Cronista al mango reportándose. Espero que todos estén teniendo unas magníficas vacaciones de sol, playa y arena. Mis vacaciones están más parecidas al calor irritante, tráfico y asfalto. Bueno, no está tan mal como suena. Me estoy relajando y divirtiendo, aún cuando no he salido de Lima para veranear en alguna playa paradisíaca.

Muchos de ustedes deben estar aprovechando sus ”vacas” trabajando y siendo miembros útiles para la sociedad. Yo, en cambio, decidí no hacerlo. No me juzguen. Después de 6 cursos y un par de trabajos el ciclo pasado, me he regalado algunos meses de deliciosa inmovilidad laboral.

Pero, por supuesto, algo tenía que hacer y qué mejor que lo que todos parecen hacer en verano: estudiar un idioma. Porque el ICPNA, el Británico, IC y todos sus símiles se llenan más que Aura en sábado los meses de verano. Yo, en mi caso, continúo mis clases de francés. He ahí mi alusión al tráfico, ya que la sede de la Alianza Francesa en la cual estoy estudiando queda exactamente a una hora de camino de mi casa, lo cual equivale a dos horas cada día sentada en el bus, muchas veces achicharrada entre personas colgando del pasamanos. Mirándole el lado amable, es una excusa para pasear. Luego de mis clases, puedo simplemente caminar sin rumbo por Miraflores, dándole vueltas a las mismas calles. Tardes muy bonitas en verdad.
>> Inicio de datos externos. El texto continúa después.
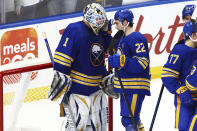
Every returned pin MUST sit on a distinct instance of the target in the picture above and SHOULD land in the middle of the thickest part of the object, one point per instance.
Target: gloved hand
(107, 26)
(117, 61)
(185, 96)
(59, 87)
(107, 86)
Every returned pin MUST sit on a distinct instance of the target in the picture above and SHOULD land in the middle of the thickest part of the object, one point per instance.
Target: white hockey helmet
(95, 15)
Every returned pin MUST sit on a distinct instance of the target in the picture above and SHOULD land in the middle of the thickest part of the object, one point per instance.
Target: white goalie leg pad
(80, 106)
(99, 111)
Además de eso, ¿qué otras cosas suelen hacer los jóvenes en vacaciones? Deporte, ejercicio, arte.  En esas ando también: voy al gym en las mañanas (si no, dormiría hasta el mediodía todos los días). Tal vez, en febrero me inscriba en alguna cosilla más para rellenar las poquitas horas de ocio que me quedan aún.

Pero, ¿saben qué es lo más lindo de estas vacaciones para mí? Tiempo para leer. Y aunque suene extraño, ya que no hago nada más que leer durante los meses de clases, extrañaba leer por placer. Así que ahora puedo dedicar horas de sublime abstracción leyendo lo que quiero, cuando quiero, porque puedo. Una gran ayuda ha sido mi querida tablet, ya que me descargo los PDFs de los libros que quiero. Lo sé, lo sé, la piratería y etc.,pero el bolsillo de esta estudiante no está a la par con su afición literaria.

Enero me ha permitido leer una media docena de libros. Espero poder leer algunos más en febrero. Mis ojos están un poco cansados, pero mi cerebro está más que sonriente. Espero que puedan comentarme acerca de sus vacaciones y si están leyendo algo en estos meses.

¡Hasta la próxima semana!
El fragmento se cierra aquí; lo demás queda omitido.